The third chapter begins by introducing Martha Sowerby, Mary's new maidservant. Martha, however, hardly thinks of herself as a servant, as rapidly becomes clear: she expects Mary to dress and feed herself, and is not at all deferential. Mary becomes irritated in comparing Martha's liberal manner with that of her servants in India, whom she treated as less than human. The typical Yorkshire bluntness of both Martha and the gardener Ben Weatherstaff begin to alter Mary for the better in this chapter.
Both Mary and Martha here evince extreme racism, made the more disturbing by its casualness and by the novel's implicit endorsement of it: Martha remarks that Mary's awfulness may be because she is from India, where there are "a lot of blacks instead of respectable white people." Mary, in her fury at being assumed to be black, shouts, "Natives are not people." A painfully obvious symbol of this racism can be found in the replacement of the black clothes Mary arrived from India in by white ones, as well as by her attendant statement that she "hates black things"; the reader is given to understand that Mary's life in England will be everywhere marked by whiteness rather than despised blackness.
Misselthwaite Manor, however, has its own form of "native": all the servants speak Yorkshire dialect, which marks them as different from the inhabitants of the manor, and which Mary can barely understand. Martha's impoverished Yorkshire family is presented as being in almost uncanny harmony with the land: the hungry children are said to eat moor grass, as though they themselves were wild animals. The poor—particularly Dickon, Martha's wondrous brother—are depicted throughout the book as being more natural, unspoiled, and simple than the residents of the manor, and provides one of the novel's central oppositions. This, of course, is hardly unique to The Secret Garden. The poor, so frequently barred from education, are then hypocritically celebrated by the wealthy for their refreshing lack of "civilization."
It is now winter in England, which means nothing is growing upon the moor. The landscape mirrors Mary's state of well-being throughout the novel: at this point, she is still miserable and friendless, and so the moor itself remains bleak and barren. The secret garden, first mentioned in this chapter, is also implicitly aligned with Mary: it has been locked for ten years, and Mary is precisely ten years old. It remains locked here because Mary herself is still closed off from all human congress and friendship.

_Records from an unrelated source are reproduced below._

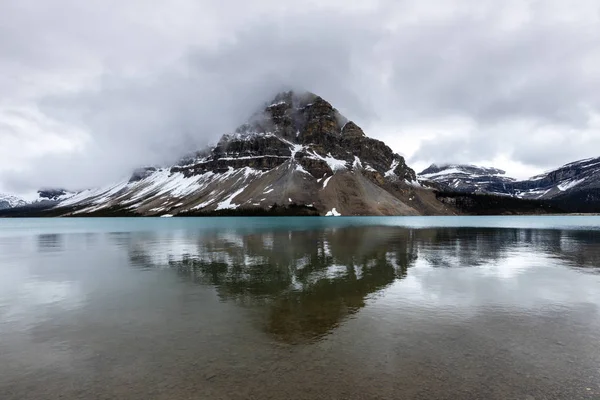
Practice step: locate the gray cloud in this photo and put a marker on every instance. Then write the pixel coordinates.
(167, 78)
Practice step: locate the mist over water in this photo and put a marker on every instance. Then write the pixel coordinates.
(434, 308)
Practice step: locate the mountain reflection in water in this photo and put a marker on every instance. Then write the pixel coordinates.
(303, 284)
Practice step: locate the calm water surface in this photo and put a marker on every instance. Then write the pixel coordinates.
(300, 308)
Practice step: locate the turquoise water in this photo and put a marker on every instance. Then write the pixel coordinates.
(303, 308)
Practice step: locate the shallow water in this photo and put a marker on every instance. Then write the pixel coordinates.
(303, 308)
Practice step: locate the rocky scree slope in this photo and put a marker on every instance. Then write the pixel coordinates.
(298, 151)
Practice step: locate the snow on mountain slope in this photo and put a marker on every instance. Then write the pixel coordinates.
(298, 150)
(579, 178)
(468, 178)
(9, 201)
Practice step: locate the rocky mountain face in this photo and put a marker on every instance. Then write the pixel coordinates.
(575, 186)
(9, 201)
(298, 151)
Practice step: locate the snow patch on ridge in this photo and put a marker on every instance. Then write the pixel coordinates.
(568, 185)
(333, 213)
(394, 165)
(226, 204)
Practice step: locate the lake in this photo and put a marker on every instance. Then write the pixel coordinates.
(300, 308)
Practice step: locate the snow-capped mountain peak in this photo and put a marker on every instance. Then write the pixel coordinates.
(297, 150)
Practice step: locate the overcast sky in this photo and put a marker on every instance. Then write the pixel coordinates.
(91, 89)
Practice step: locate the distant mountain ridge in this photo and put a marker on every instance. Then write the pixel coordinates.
(298, 152)
(9, 201)
(575, 186)
(299, 156)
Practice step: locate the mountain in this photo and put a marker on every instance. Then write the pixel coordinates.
(297, 155)
(9, 201)
(574, 186)
(467, 178)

Mary is also aligned with the robin redbreast in this chapter: like her, he began life as an orphan; he lives in the secret garden, as she would like to; like her, he began to seek out friendship when he realized he was lonely. The friendliness of the little bird both helps Mary recognize that she is lonely and to assuage that loneliness. This is significant in that Mary is awakened by a wild creature, a distinctive part of the English countryside; the robin is explicitly described as being "not at all like birds in India." The landscape (of which the robin and Dickon Sowerby are a part) is here foreshadowed as the agent of Mary's eventual transformation.
This book is very easy to understand so you do not need the spark notes.